Read this before editing the ingest pipeline or retrieval modes.

## Pipeline

- `backend/ingest/` is chunk → embed → Qdrant plus retrieval modes (`search.py`, `embed.py`, `qdrant_io.py`, `sparse.py`, `entity_resolution.py`).
- Local models — bge-m3 embeddings, bge-reranker-v2-m3, `/api/search` — run **always via Spark Control**, never against a Spark directly (`SPARK_CONTROL_URL`). The retrieval/embeddings contract is `docs/EMBEDDINGS.md`; honor it.

## Hard rule

- **Never treat Qdrant (or any derived index) as source of truth.** The CRM / SQLite is canonical and the index is rebuildable from it.
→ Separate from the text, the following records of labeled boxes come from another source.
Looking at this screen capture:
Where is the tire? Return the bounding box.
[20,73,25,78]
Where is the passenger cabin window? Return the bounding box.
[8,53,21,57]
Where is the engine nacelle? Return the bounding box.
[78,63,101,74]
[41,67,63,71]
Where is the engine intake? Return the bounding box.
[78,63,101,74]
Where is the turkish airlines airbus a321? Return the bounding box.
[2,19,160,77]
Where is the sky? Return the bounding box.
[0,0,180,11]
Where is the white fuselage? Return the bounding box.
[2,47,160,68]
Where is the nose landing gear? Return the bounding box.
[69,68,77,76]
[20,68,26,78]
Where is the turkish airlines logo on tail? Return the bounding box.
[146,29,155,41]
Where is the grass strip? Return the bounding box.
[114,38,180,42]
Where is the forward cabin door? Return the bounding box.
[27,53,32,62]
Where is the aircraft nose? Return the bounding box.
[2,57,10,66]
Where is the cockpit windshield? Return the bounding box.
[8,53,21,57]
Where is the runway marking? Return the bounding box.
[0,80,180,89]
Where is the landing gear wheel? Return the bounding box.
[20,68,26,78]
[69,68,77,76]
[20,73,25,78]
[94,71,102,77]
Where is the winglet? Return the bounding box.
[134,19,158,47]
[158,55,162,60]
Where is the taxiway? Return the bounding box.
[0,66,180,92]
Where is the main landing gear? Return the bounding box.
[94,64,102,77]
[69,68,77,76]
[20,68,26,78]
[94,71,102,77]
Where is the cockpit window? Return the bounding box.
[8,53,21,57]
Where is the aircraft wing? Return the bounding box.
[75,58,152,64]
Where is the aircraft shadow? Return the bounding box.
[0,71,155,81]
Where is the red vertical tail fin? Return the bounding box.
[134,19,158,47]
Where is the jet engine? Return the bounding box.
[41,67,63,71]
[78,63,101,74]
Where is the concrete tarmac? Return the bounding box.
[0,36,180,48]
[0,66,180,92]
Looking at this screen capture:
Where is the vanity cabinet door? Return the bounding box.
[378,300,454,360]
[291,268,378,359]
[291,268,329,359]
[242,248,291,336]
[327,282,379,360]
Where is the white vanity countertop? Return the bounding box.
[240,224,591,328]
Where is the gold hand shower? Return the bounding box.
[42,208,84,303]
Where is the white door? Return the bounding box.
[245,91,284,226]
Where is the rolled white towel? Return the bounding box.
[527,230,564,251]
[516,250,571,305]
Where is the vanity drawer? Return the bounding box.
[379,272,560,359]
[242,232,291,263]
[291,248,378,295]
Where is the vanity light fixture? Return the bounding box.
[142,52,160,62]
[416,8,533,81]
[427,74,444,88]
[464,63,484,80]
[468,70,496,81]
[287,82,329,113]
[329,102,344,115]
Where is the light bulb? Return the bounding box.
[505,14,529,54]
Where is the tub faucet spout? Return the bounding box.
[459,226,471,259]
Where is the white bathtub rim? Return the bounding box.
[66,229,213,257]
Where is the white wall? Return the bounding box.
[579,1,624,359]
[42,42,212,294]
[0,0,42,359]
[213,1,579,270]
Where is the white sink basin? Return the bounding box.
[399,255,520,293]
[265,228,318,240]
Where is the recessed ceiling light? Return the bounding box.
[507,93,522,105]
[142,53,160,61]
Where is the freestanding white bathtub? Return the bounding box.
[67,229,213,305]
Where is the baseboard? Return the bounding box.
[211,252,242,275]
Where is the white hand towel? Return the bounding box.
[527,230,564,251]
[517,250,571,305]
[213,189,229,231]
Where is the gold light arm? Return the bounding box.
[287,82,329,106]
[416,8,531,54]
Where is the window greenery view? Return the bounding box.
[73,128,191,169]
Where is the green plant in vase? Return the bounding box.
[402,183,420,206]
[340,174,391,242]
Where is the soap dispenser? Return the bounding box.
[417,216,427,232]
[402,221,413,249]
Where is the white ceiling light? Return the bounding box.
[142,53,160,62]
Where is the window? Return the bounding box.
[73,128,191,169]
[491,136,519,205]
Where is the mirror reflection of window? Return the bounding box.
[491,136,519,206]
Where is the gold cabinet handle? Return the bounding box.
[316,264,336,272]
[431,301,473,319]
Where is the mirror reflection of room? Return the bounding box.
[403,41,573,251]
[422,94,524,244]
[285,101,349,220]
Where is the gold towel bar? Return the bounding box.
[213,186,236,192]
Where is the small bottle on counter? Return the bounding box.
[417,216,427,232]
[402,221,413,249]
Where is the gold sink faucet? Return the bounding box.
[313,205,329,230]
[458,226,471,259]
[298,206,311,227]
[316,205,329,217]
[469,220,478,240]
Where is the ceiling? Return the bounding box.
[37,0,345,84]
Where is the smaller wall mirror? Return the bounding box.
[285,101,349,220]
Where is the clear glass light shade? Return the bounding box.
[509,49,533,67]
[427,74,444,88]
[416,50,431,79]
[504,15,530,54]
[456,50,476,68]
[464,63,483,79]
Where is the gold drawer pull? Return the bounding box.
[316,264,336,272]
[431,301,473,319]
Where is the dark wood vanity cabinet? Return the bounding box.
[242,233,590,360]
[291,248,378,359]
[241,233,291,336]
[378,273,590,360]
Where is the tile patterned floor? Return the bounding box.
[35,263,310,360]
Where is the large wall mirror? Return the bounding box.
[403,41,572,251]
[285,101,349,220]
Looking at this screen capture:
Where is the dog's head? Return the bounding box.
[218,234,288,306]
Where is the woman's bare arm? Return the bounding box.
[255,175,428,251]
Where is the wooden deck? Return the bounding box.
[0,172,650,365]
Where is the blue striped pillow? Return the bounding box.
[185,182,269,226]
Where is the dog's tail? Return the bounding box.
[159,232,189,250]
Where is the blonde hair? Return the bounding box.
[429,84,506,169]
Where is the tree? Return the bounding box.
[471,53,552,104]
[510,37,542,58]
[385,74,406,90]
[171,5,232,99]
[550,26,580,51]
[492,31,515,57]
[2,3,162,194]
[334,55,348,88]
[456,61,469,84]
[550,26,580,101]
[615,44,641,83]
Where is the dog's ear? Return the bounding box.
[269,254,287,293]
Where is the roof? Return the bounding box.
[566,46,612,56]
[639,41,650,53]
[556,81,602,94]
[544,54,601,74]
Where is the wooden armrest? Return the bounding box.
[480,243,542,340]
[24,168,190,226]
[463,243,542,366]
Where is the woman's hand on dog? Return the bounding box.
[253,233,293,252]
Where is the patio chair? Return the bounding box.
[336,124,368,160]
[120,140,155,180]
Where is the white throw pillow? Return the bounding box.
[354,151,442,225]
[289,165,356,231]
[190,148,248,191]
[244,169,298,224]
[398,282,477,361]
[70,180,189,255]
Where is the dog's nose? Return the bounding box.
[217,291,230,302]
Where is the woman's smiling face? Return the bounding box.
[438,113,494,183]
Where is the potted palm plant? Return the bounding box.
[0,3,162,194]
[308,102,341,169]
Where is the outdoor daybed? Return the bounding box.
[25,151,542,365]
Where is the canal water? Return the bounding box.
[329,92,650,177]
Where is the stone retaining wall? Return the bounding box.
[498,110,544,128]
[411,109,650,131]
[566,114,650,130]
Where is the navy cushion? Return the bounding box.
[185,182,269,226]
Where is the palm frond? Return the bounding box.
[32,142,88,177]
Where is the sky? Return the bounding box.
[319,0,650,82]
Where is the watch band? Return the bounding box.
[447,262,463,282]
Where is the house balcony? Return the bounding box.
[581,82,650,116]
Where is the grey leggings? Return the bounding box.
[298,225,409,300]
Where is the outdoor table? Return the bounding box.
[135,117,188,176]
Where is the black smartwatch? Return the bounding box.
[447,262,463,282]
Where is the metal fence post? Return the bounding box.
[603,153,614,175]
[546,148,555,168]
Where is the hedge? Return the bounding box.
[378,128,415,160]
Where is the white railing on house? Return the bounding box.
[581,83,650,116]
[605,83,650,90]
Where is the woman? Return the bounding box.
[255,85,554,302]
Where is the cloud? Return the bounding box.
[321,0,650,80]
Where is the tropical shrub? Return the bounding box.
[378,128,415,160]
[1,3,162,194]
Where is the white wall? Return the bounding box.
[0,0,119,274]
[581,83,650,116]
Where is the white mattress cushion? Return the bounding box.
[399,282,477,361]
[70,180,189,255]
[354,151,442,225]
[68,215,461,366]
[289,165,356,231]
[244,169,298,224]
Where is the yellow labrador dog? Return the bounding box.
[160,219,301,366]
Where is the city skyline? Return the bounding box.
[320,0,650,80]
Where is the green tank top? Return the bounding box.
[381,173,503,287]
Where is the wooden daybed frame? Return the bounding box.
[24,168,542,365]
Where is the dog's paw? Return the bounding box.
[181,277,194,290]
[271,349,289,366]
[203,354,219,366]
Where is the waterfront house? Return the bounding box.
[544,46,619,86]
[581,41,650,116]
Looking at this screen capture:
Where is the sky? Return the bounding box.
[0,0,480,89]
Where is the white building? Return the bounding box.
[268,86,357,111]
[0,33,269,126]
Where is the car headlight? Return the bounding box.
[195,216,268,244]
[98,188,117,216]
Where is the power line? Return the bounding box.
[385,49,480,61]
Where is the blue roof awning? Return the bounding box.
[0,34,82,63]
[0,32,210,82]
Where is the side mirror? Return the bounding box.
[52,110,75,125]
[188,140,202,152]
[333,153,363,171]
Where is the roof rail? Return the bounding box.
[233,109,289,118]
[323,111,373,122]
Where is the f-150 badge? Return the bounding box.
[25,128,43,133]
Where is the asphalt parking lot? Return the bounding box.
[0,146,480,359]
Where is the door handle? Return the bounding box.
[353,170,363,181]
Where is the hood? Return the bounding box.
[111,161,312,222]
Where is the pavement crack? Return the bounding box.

Code may drop and rebuild the Qdrant collection; it must never read a fact from Qdrant that isn't recoverable from SQLite.

## Entity resolution

The two-investor-model reconciliation (classic `contacts`/`lp_profiles` vs the `fundraising_*` grid → canonical IDs) is the core entity-resolution task. See `backend/entity_*.py` and `docs/crm-overview.md`.